6

I am trying to compile generate C code which comes from large eng. models. The code generated is unlike what one would write, there are many unrolled loops, extensive use of macros, huge arrays which are manually indexed and most importantly the source files are massive (>1e6 lines).

When compiling these source files with O2 or O3, my compile times become unmanageably high: 10-30 mins per file. This is with both Clang and GCC. I can't follow the generated assembly code very well, so I am unsure about the quality of the optimisation. Compile-time can be reduced by not generating debug info or by turning off warnings, but these are small as compared to turning off optimisations. In terms of runtime, there is a noticeable difference between O0 and O2, so I cannot justify doing this. When compiling with -ftime-trace, I can see that the Clang frontend is responsible for > 90% of the time.

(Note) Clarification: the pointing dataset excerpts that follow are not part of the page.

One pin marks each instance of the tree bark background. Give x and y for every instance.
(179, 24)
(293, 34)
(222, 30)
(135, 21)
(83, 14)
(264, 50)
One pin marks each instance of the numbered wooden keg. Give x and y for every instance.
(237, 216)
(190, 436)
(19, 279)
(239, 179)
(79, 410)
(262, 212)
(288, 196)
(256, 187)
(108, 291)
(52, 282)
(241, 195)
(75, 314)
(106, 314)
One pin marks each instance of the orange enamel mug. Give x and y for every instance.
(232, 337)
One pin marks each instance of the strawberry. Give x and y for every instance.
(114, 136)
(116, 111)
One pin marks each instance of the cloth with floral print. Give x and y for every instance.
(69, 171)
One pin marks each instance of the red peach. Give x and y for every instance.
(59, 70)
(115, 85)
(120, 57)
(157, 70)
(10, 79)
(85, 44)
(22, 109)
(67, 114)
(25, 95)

The process is not bottlenecked by memory, it seems to be entirely CPU bound, according to htop.

Is there some preprocessing which I can do to improve the compile times? Will breaking up the source file into smaller chunks improve performance, why? Are compilers design to work with these huge source files? Are there any other compile options I should be aware of?

Surprisingly, MSVC on Windows with /O2 takes a fraction of the time that Clang and GCC take.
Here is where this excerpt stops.